The authors then claim that the mortality for immediate intubation is greater than non-immediate intubation (the other two groups). This may be somewhat misleading, because the delayed intubation group actually has a higher mortality than the immediate group (27%)! This fact is covered up by combining delayed intubation with the never intubated group, bringing the number down to 15.5%!! Why shouldn’t you say that intubating the patient at any time is bad, immediate or delayed??

They suggest some criteria to try to focus in on the patients who really need intubation: younger patients (age < 45 or < 65) with head AIS 5 and GCS 7. Unfortunately, you can’t determine which patients have an AIS 5 in their head without a head CT, which may push them into the higher mortality delayed intubation group.

Remember, this type of study can only show an association, not cause and effect. The authors suggest that early intubation results in more deaths and complications.
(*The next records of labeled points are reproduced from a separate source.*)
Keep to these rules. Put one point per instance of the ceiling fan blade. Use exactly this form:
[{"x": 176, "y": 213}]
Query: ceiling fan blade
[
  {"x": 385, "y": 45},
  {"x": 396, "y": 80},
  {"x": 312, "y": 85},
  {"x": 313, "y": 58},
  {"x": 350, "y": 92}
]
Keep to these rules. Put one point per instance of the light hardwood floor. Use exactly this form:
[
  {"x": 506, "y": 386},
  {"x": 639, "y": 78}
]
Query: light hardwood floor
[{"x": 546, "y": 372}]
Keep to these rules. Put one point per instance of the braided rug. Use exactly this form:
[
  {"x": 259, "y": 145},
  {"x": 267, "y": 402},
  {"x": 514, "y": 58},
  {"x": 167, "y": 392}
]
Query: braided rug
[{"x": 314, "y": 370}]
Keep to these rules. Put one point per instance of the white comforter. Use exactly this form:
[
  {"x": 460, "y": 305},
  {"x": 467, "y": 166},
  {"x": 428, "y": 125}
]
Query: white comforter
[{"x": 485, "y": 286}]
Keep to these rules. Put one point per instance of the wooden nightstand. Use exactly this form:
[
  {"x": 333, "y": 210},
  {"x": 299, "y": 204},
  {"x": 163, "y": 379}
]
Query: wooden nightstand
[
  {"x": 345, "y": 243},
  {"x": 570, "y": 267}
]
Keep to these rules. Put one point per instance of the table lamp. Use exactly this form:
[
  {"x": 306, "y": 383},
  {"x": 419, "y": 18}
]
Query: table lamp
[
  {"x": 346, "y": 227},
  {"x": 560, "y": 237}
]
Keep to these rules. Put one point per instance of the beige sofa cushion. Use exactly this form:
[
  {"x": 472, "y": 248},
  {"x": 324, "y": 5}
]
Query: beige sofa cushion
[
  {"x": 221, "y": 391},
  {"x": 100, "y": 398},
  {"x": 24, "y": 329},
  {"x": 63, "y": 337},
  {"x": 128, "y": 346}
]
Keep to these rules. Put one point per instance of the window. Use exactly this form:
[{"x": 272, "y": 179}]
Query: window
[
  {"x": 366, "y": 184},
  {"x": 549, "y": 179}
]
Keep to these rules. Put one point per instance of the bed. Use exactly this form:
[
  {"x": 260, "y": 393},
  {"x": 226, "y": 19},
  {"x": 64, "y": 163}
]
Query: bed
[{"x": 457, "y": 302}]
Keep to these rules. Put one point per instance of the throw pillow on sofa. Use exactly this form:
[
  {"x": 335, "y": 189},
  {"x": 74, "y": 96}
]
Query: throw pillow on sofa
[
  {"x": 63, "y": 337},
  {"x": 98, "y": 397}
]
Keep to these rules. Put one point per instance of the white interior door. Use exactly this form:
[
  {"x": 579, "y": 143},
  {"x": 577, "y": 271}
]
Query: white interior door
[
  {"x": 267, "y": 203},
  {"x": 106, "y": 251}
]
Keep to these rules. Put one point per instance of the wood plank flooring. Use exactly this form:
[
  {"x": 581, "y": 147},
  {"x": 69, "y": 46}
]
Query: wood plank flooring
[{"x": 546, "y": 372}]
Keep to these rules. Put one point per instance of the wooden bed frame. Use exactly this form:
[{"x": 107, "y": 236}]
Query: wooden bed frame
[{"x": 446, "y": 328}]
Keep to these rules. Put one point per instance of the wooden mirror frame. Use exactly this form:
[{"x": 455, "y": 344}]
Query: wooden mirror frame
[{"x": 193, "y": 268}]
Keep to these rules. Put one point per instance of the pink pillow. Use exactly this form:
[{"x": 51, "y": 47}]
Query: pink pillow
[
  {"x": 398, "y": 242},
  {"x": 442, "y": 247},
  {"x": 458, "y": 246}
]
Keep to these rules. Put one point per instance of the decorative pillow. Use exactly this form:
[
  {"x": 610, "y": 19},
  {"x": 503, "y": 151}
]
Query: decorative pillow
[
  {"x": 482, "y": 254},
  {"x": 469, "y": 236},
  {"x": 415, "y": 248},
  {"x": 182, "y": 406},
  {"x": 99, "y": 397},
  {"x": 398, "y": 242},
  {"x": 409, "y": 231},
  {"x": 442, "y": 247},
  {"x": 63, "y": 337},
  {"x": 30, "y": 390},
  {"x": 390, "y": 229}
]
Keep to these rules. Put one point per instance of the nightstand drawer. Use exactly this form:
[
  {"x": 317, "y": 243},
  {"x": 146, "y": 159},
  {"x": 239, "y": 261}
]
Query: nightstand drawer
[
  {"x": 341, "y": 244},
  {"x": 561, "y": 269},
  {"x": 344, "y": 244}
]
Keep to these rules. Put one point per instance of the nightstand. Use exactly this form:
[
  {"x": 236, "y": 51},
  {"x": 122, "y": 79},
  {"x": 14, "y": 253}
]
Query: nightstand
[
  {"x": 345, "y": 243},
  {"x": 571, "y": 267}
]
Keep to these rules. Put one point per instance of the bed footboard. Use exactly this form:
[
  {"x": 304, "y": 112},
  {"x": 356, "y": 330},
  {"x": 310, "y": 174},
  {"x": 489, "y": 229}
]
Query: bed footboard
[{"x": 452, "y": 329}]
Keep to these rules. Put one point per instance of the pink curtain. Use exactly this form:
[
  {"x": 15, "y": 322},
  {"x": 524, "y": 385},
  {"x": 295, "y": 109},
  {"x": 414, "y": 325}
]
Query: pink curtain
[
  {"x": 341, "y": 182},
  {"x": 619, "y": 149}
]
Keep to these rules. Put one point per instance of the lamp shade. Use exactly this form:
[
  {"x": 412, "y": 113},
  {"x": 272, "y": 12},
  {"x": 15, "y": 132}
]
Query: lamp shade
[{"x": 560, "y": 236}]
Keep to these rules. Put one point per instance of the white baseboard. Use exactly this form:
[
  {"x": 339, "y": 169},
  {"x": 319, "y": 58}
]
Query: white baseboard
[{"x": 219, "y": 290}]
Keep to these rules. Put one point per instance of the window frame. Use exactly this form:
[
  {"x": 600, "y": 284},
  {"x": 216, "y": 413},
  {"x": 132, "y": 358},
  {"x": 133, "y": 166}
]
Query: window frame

My suspicion is that patients with severe TBI don’t do poorly because they were intubated. I believe that they were intubated because the clinicians feared that they would do poorly. Unfortunately, this is information that can only be gleaned from a prospective study, not a retrospective database review.  And no amount of statistical manipulation or regression analysis can make up for this shortcoming.

This is yet another one of those studies that ends by concluding that a better study should be done. That would be okay if this one actually provided a hint that the endeavor would be worthwhile. But it doesn’t. I didn’t really learn anything from it, unfortunately.

So I still heartily recommend using your existing training, guidelines, and judgement to intubate these patients early and safely!

Reference: Isolated traumatic brain injury: Routine intubation for GCS 7 or 8 may be harmful! J Trauma, publish ahead of print, DOI: 10.1097/TA.0000000000003123, Feb 16, 2021.